Councilman Tom Eggers said it would be difficult but somewhat possible through a tax revenue perspective and thought it would be interesting to know the difference between the proposals.
Geels also noted the Sterlers’ proposal provided an intangible benefit of additional housing. Eggers asked how would that compare to a commercial use proposal, but Geels noted neither proposal mentioned such usage.
Councilman Brad Hindt favored the Sterlers’ proposal because it included monetary amounts and he noted it would fit well with the existing infrastructure in the space. Sunset Motel is adjacent to mobile communities owned by the Sterlers.
“This is to our advantage to put something in there worth value because we don’t want say garbage trucks parked next to our homes because they are homes for a lot of people; we’ve had people there for many, many years,” Kathy Sterler told the council. “We don’t want to see the value of our property go down and we didn’t want to see the value of the other property go down.”
Sterler also noted she and her husband previously attempted to gain ownership of the Sunset Motel before the city acquired it, but they were unable to track down an heir of the previous owner, David Enfield, who died on Oct 28, 2016, leaving the property in limbo.
“It’s always been our intent to improve that property if we could get it,” Kathy Sterler said.

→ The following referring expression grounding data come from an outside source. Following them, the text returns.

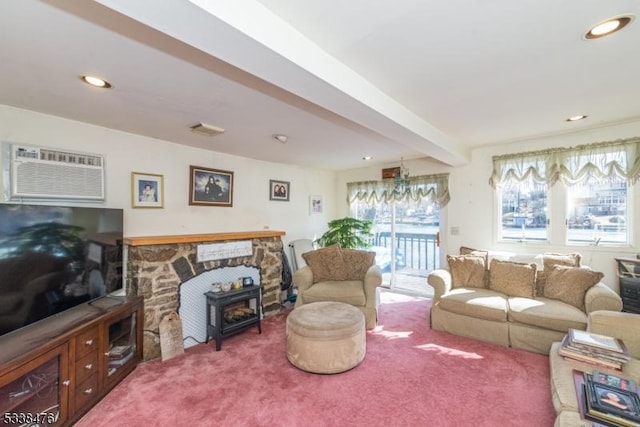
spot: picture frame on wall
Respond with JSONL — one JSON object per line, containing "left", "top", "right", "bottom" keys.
{"left": 189, "top": 166, "right": 234, "bottom": 207}
{"left": 310, "top": 195, "right": 323, "bottom": 215}
{"left": 269, "top": 179, "right": 290, "bottom": 201}
{"left": 131, "top": 172, "right": 164, "bottom": 208}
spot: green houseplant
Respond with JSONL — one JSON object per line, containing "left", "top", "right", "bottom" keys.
{"left": 315, "top": 217, "right": 374, "bottom": 249}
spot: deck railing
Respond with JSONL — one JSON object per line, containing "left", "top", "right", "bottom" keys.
{"left": 373, "top": 232, "right": 440, "bottom": 271}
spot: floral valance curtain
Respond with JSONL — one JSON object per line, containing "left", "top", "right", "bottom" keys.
{"left": 347, "top": 173, "right": 450, "bottom": 206}
{"left": 489, "top": 137, "right": 640, "bottom": 188}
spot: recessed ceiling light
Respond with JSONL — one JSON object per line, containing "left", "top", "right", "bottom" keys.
{"left": 80, "top": 75, "right": 112, "bottom": 89}
{"left": 566, "top": 115, "right": 588, "bottom": 122}
{"left": 273, "top": 134, "right": 288, "bottom": 143}
{"left": 362, "top": 156, "right": 373, "bottom": 161}
{"left": 585, "top": 15, "right": 634, "bottom": 39}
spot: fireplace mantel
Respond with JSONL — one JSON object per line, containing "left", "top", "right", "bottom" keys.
{"left": 124, "top": 230, "right": 285, "bottom": 246}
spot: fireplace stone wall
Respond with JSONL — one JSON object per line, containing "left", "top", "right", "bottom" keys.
{"left": 125, "top": 231, "right": 285, "bottom": 360}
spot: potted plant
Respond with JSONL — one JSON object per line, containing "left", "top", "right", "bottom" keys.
{"left": 315, "top": 217, "right": 373, "bottom": 249}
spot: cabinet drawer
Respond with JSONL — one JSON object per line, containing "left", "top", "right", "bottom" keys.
{"left": 75, "top": 373, "right": 99, "bottom": 410}
{"left": 75, "top": 350, "right": 98, "bottom": 384}
{"left": 75, "top": 327, "right": 99, "bottom": 358}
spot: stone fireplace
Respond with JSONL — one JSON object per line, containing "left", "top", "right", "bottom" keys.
{"left": 124, "top": 231, "right": 285, "bottom": 360}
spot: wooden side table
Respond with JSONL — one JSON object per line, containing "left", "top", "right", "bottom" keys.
{"left": 204, "top": 285, "right": 262, "bottom": 351}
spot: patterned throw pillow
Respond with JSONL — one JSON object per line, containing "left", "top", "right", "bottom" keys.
{"left": 536, "top": 253, "right": 582, "bottom": 296}
{"left": 342, "top": 249, "right": 376, "bottom": 280}
{"left": 447, "top": 254, "right": 486, "bottom": 289}
{"left": 543, "top": 265, "right": 603, "bottom": 310}
{"left": 302, "top": 244, "right": 348, "bottom": 283}
{"left": 488, "top": 259, "right": 537, "bottom": 298}
{"left": 459, "top": 246, "right": 489, "bottom": 268}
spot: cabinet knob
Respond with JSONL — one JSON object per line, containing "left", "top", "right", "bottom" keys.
{"left": 62, "top": 380, "right": 70, "bottom": 387}
{"left": 84, "top": 363, "right": 93, "bottom": 370}
{"left": 84, "top": 387, "right": 93, "bottom": 395}
{"left": 85, "top": 339, "right": 94, "bottom": 346}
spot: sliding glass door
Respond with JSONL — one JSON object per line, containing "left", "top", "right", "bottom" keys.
{"left": 351, "top": 198, "right": 440, "bottom": 293}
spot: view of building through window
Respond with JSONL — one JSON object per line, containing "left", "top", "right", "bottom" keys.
{"left": 566, "top": 180, "right": 628, "bottom": 244}
{"left": 499, "top": 186, "right": 548, "bottom": 241}
{"left": 499, "top": 180, "right": 628, "bottom": 244}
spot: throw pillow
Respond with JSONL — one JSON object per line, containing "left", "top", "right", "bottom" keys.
{"left": 459, "top": 246, "right": 489, "bottom": 268}
{"left": 447, "top": 254, "right": 486, "bottom": 289}
{"left": 342, "top": 249, "right": 376, "bottom": 281}
{"left": 302, "top": 244, "right": 348, "bottom": 283}
{"left": 488, "top": 259, "right": 537, "bottom": 298}
{"left": 543, "top": 265, "right": 603, "bottom": 311}
{"left": 536, "top": 252, "right": 582, "bottom": 297}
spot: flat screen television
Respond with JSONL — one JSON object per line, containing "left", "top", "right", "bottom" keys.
{"left": 0, "top": 203, "right": 124, "bottom": 336}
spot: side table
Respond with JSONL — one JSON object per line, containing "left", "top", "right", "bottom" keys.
{"left": 615, "top": 258, "right": 640, "bottom": 314}
{"left": 204, "top": 285, "right": 262, "bottom": 351}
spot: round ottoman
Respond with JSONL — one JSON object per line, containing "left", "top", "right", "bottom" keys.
{"left": 286, "top": 301, "right": 366, "bottom": 374}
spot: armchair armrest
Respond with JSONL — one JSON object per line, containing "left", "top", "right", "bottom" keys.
{"left": 588, "top": 310, "right": 640, "bottom": 359}
{"left": 428, "top": 269, "right": 452, "bottom": 302}
{"left": 293, "top": 266, "right": 314, "bottom": 292}
{"left": 363, "top": 265, "right": 382, "bottom": 308}
{"left": 584, "top": 282, "right": 623, "bottom": 314}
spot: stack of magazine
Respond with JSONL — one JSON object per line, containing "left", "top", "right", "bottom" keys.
{"left": 581, "top": 371, "right": 640, "bottom": 427}
{"left": 559, "top": 329, "right": 632, "bottom": 370}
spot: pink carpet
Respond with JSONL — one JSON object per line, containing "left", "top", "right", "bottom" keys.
{"left": 77, "top": 292, "right": 555, "bottom": 426}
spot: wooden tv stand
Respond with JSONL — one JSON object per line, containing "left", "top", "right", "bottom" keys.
{"left": 0, "top": 296, "right": 143, "bottom": 426}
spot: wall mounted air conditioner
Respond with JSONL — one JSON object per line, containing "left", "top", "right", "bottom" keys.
{"left": 8, "top": 143, "right": 105, "bottom": 201}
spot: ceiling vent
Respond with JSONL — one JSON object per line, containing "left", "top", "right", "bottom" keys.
{"left": 190, "top": 123, "right": 225, "bottom": 137}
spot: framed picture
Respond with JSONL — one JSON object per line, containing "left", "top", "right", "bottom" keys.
{"left": 132, "top": 172, "right": 164, "bottom": 208}
{"left": 269, "top": 179, "right": 290, "bottom": 201}
{"left": 189, "top": 166, "right": 234, "bottom": 207}
{"left": 310, "top": 195, "right": 323, "bottom": 215}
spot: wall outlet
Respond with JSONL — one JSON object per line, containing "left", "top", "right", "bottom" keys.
{"left": 450, "top": 226, "right": 460, "bottom": 236}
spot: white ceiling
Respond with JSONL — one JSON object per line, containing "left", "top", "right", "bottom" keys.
{"left": 1, "top": 0, "right": 639, "bottom": 171}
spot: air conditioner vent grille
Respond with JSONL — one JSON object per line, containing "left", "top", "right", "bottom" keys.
{"left": 9, "top": 144, "right": 105, "bottom": 200}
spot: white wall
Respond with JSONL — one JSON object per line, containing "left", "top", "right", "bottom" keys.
{"left": 0, "top": 105, "right": 335, "bottom": 250}
{"left": 338, "top": 121, "right": 640, "bottom": 287}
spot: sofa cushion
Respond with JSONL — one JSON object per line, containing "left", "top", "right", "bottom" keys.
{"left": 447, "top": 254, "right": 486, "bottom": 289}
{"left": 543, "top": 266, "right": 603, "bottom": 311}
{"left": 508, "top": 297, "right": 587, "bottom": 332}
{"left": 300, "top": 280, "right": 367, "bottom": 306}
{"left": 488, "top": 259, "right": 537, "bottom": 298}
{"left": 536, "top": 253, "right": 582, "bottom": 297}
{"left": 302, "top": 244, "right": 348, "bottom": 283}
{"left": 437, "top": 288, "right": 508, "bottom": 322}
{"left": 341, "top": 249, "right": 376, "bottom": 281}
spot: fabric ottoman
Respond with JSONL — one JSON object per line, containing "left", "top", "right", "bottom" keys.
{"left": 286, "top": 301, "right": 366, "bottom": 374}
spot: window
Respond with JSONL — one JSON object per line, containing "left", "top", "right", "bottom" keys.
{"left": 490, "top": 137, "right": 640, "bottom": 246}
{"left": 499, "top": 185, "right": 548, "bottom": 241}
{"left": 566, "top": 179, "right": 628, "bottom": 244}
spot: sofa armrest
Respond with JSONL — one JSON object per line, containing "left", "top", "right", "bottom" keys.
{"left": 584, "top": 282, "right": 623, "bottom": 314}
{"left": 293, "top": 266, "right": 314, "bottom": 292}
{"left": 588, "top": 310, "right": 640, "bottom": 359}
{"left": 363, "top": 265, "right": 382, "bottom": 308}
{"left": 427, "top": 269, "right": 452, "bottom": 302}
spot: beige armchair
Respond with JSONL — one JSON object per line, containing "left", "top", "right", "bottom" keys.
{"left": 293, "top": 244, "right": 382, "bottom": 329}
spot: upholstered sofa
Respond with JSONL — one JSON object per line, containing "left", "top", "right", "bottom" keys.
{"left": 427, "top": 249, "right": 623, "bottom": 354}
{"left": 550, "top": 310, "right": 640, "bottom": 426}
{"left": 293, "top": 244, "right": 382, "bottom": 329}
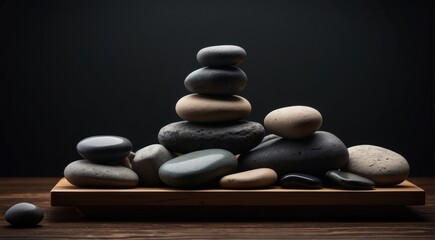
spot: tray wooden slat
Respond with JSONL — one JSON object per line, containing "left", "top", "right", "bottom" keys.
{"left": 51, "top": 178, "right": 425, "bottom": 207}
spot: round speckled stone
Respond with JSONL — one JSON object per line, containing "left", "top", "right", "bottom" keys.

After Hindt suggested moving forward with the Sterlers’ offer, Geels said he considered it unfair the Sterlers were able to make two offers while Pottebaum made the one offer.
Hindt noted the only way it would be fair is they held an auction for the property with set guidelines and minimum bids.
Kooiker suggested the council take no action on Pottebaum’s proposal nor the Sterlers’ until the Jan. 15 meeting, which the council agreed to do in a 4-1 vote with Hindt providing the lone “no” vote.
“Months from now, it’s going to be important that we got it right and that we took our time to do it,” Kooiker said.